Standalone and add on licences
Around the main plans sits a long list of add ons: extra security, compliance, telephony, Power Platform capacity, and more. These are where spend quietly accumulates, because they get added for a project and never removed. Our guide on Microsoft 365 add ons you may not need works through the ones most often bought and least often used.
How the plans overlap and where money leaks
The plans are deliberately overlapping, and that overlap is where overspend hides. A common pattern is buying E5 for its security features while also running standalone third party security tools that do the same job. Another is licensing every user at E3 when a large share are frontline staff who would be fully served by F3. A third is buying add ons that duplicate capability already inside the base plan. The security overlap is common enough that we cover it on its own in Microsoft 365 security add on overlap.

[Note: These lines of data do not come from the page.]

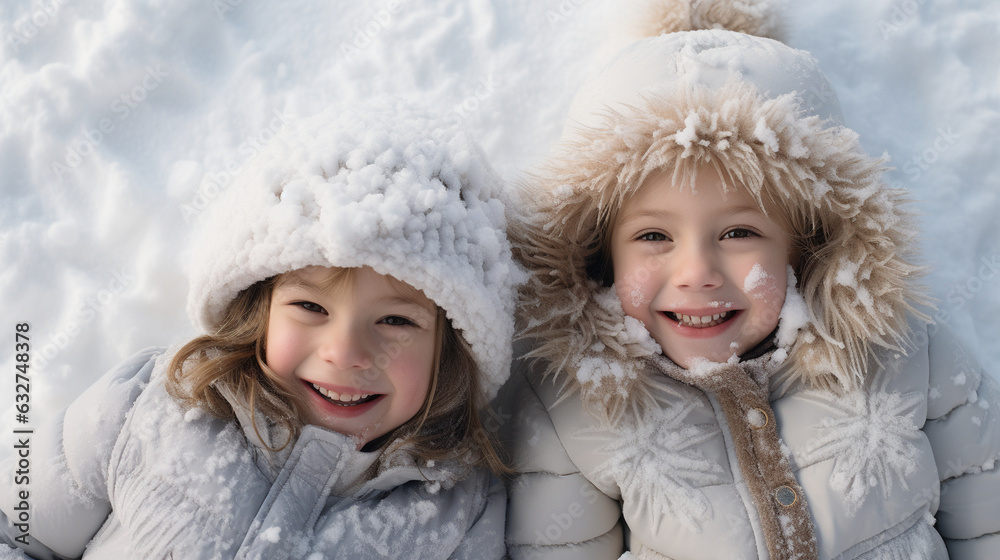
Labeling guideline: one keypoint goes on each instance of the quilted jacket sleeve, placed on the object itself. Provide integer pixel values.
(67, 469)
(554, 512)
(964, 430)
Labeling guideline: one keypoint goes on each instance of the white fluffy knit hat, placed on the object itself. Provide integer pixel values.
(380, 186)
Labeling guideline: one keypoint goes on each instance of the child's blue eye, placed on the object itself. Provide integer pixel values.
(397, 321)
(652, 236)
(310, 306)
(739, 233)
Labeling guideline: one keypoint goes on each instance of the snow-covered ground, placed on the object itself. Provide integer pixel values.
(121, 120)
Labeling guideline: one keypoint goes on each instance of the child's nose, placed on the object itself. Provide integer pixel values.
(346, 348)
(696, 268)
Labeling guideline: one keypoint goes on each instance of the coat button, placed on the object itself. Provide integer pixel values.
(786, 496)
(757, 418)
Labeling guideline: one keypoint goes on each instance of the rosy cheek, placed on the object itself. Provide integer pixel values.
(760, 285)
(633, 290)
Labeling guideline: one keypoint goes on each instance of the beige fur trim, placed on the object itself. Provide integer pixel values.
(858, 285)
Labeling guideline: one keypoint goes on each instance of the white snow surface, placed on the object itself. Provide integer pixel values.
(121, 121)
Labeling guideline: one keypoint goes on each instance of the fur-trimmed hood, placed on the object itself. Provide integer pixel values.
(764, 116)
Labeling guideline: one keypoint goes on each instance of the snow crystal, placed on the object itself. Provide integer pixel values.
(766, 135)
(794, 313)
(847, 273)
(193, 414)
(871, 437)
(424, 511)
(658, 465)
(756, 418)
(755, 278)
(689, 135)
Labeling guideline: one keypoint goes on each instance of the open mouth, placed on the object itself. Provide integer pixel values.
(343, 399)
(702, 321)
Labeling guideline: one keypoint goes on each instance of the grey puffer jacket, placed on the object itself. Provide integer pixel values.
(124, 472)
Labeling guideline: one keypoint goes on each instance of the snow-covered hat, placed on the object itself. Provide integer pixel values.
(710, 58)
(381, 186)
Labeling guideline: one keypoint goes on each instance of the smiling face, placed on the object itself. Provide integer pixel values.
(361, 349)
(705, 271)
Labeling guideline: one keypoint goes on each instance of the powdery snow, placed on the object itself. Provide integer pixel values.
(121, 122)
(756, 278)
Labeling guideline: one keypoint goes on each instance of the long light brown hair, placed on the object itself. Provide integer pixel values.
(447, 426)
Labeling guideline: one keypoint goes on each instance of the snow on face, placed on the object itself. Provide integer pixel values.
(719, 277)
(756, 279)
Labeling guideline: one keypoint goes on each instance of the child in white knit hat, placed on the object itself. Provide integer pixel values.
(356, 288)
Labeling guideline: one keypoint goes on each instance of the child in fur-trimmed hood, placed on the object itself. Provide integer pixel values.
(729, 358)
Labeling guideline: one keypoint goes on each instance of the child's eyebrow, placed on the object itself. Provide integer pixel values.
(638, 214)
(404, 300)
(742, 209)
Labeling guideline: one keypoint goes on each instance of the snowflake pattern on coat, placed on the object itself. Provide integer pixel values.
(656, 463)
(871, 436)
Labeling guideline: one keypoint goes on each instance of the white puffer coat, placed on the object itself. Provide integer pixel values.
(875, 467)
(855, 431)
(124, 472)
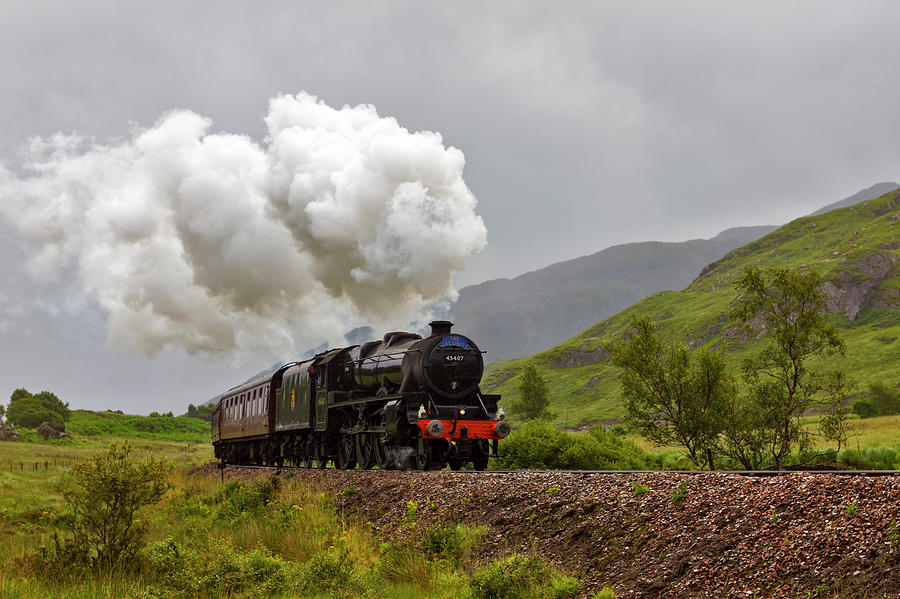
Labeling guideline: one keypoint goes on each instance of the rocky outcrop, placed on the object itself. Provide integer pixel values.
(570, 358)
(852, 292)
(53, 430)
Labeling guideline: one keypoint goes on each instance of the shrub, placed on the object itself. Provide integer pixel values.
(331, 572)
(521, 577)
(539, 445)
(236, 497)
(224, 571)
(864, 408)
(450, 542)
(106, 494)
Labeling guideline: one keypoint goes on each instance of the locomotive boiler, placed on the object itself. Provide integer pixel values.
(401, 402)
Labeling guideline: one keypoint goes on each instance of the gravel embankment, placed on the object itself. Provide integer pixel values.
(798, 535)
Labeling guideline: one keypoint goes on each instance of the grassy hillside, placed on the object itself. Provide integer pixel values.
(515, 317)
(163, 428)
(855, 249)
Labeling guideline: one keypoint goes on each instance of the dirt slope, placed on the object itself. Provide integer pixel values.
(799, 535)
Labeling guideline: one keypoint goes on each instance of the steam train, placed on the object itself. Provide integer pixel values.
(402, 402)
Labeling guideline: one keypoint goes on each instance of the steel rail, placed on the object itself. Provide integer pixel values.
(749, 473)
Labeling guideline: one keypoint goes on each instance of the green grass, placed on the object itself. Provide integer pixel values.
(112, 424)
(264, 537)
(837, 244)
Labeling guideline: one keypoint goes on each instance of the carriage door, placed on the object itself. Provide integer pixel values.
(321, 397)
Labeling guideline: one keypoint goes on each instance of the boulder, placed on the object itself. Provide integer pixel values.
(8, 434)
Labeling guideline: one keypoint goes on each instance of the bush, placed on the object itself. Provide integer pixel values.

| Plan | Built for | List price per user per month |
|---|---|---|
| Microsoft 365 E3 | Enterprise knowledge workers | 36.00 US dollars |
| Microsoft 365 E5 | Users needing advanced security and telephony | 57.00 US dollars |
| Microsoft 365 F3 | Frontline and deskless staff | 8.00 US dollars |
Prices are Microsoft list prices on an annual commitment from the Microsoft 365 plans pages at microsoft.com, as of June 2026. Negotiated and volume prices vary, and Microsoft revises this pricing regularly, so always confirm against a current quote.
The right sizing decision
The practical move is to segment your users and match each segment to the cheapest plan that covers its real needs. Knowledge workers who do not use advanced security sit on E3. The subset that genuinely needs advanced security or telephony goes to E5. Frontline staff go to F3. Smaller firms under the seat cap consider Business Premium. Most organisations that have never done this are paying enterprise prices for users who could sit two tiers down. Mixing plans deliberately, as we cover in mixing Microsoft 365 plans to save money, is entirely permitted and is where the saving lives.
Where to start
Start by pulling your current licence mix and your user roles side by side. Count how many users sit on E5 who never touch its advanced features. Count how many frontline staff hold full enterprise licences. Those two numbers usually point straight at the saving. From there, the work is matching segments to plans and adjusting at renewal. The catalogue is large, but the decisions that matter are few, and getting them right cuts your single biggest software line without taking away a capability anyone actually uses.